The study has limitations regarding the accuracy of model predictions and the confined search range within the experimental design space, which may result in errors when predicting beyond this space. Additionally, the employed modeling and optimization techniques, such as ANN, NSGA-II, and NSTLBO, have their inherent limitations. ANNs require a significant amount of labeled training data, are susceptible to overfitting, and can be computationally expensive. Selecting appropriate architecture and parameters for ANNs can be challenging and time-consuming. NSGA-II requires setting various parameters, and its reliance on Pareto dominance may not accurately capture the preferences of decision-makers. NSTLBO faces challenges in balancing exploration and exploitation of the search space, which may lead to premature convergence or inadequate exploration. However, the study mitigated these limitations by employing proper validation techniques and rigorous testing. Despite the limitations, the results obtained from the ANN, NSGA-II, and NSTLBO algorithms are excellent in terms of accuracy and precision, providing reliable outcomes.

6 Conclusion

This study proposed and evaluated two optimization strategies: an ANN-NSGA-II approach and an ANN-NSTLBO approach for modeling and optimizing the TWIST welding process. The following conclusions can be drawn from this study:

  1. 1.

    ANN with double hidden layers yields lower variance and better predictability than single hidden layer.

  2. 2.

    Graphical representation of actual vs. predicted weld shear strength and weld-seam width results shows good agreement between actual and predicted weld quality.

  3. 3.

    NSGA-II achieves a wide range of optimal solutions, while NSTLBO converges at one point.

  4. 4.

    NSGA-II outperforms NSTLBO in simultaneously maximizing weld strength and minimizing seam width.

  5. 5.

    NSGA-II has better performance in terms of various metrics (uniform distribution, error ratio, overall non-dominated vector generation, maximum spread, generational distance, and maximum Pareto front error) despite slightly longer computational time.

  6. 6.

    The implemented optimization approaches optimized process parameters effectively within specified constraints, improving quality and performance.
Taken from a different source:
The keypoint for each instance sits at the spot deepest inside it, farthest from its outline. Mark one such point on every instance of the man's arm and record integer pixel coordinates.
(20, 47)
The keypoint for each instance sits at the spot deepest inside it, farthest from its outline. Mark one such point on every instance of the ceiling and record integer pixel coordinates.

The presented work showcases the novelty and usefulness of the research findings by addressing the following aspects:

  1. 1.

    The research addresses the challenges of predicting appropriate parameter values and optimizing conflicting objectives in TWIST welding.

  2. 2.

    The outcomes of the study provide insights into the effectiveness and comparative performance of ANN-NSGA-II and ANN-NSTLBO, aiding the selection of an appropriate optimization strategy for TWIST welding in industrial applications.

The authors may expand on this work in the future to broaden the objectives of the current study to include the following aspects:

  1. 1.

    Incorporate additional performance attributes and constraints into the multi-objective optimization framework.

  2. 2.

    Investigate real-time optimization and control of TWIST welding for adaptive parameter adjustments.

  3. 3.

    Extend the optimization strategies to other welding processes and refine the ANN model by exploring different training algorithms.